The Rite Opératif de Salomon (Operative Rite of Solomon in English) is a Masonic rite that appeared in the 1960's as a result of research by Jacques de La Personne, then president of the Rituals Commission and deputy grand orator of the Grand Orient de France. It proposes to the Freemasons who practice it, a very symbolic approach of Freemasonry, with a particular accent put on the ceremonial of the Masonic meetings. This rite is mainly practiced within the Initiatic and Traditional Order of the Royal Art (OITAR) that Jacques de La Personne created in 1974.

History 
Jacques de La Personne, who entered Freemasonry at the Grand Orient de France on December 16, 1959, belongs to this generation of Freemasons who are passionate about the study of the French Rite from the sources of the texts, in the movement of brothers like René Guilly, for example. Initiated in the lodge "Les Inséparables du Progrès", he began his work in this workshop of which he became Worshipful Master in 1964. Becoming deputy grand orator and president of the commission of rites of the Grand Orient de France1, it is mandated by it to carry out his project that he obtains a patent to create the lodge "Les Hommes" which practices in experimental form the result of his work, namely: the first three degrees of what will become the Operative Rite of Solomon. The lodge was created on February 7, 1972.
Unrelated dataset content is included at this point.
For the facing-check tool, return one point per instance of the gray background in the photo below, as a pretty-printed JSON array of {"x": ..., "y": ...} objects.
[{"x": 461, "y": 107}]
The lodge "Les Hommes" still practices this rite. Thereafter, anxious to continue the experience of creating an original rite in the twentieth century in a freer, and wishing to open to the mix, it creates the Initiatory and Traditional Order of the Royal Art in January 1974 and detaches itself from the GODF to constitute an independent structure. The first lodge created in this new framework, "The Founders" became lodge number one of the OITAR2.

For nearly ten years, followed by several brothers and sisters from the GODF, but also from Droit Humain, he worked on the development of the rite both in terms of ritual books (ceremonies of the various degrees, etc.) but also in terms of books called: of operation, setting the uses and instructions of the order and its lodges. In the early 1980s, the project to continue to perfect the rite, within a lodge of research and study: the lodge "Hermes" is born. It is in particular to experiment with a new symbolic structure and in particular a different order of the Masonic degrees. The goal admitted by its designer is to make the second degree of blue masonry (the first three grades) the symbolic pivot of the rite.

Degrees of the Rite 

The Rite Opératif de Salomon practiced at OITAR is divided into nine degrees divided into three orders:

Worker Order of the Builders of the Temple (First Order - artisanal path in five degrees) 
Apprentice
Companion 
Master
Secret Master
Master Mason of the Mark

Knightly Order of the Temple of Solomon (Second Order - Knightly Way in two degrees) 
Knight of the Royal Arch
Knight of the Rose-Croix

Inner Order of the Holy Temple (Third Order - priestly path in two degrees) 
Passenger of Light
Master of the Ineffable Name

The first three degrees: apprentice, fellow, master, are, as the Masonic tradition requires, managed independently of the following degrees called "of Perfection" (from the fourth degree). The first three degrees are managed by a general grand master, surrounded by a council of territorial grand masters. The degrees called "Perfection" are managed by the Supreme Universal Council of the Rite.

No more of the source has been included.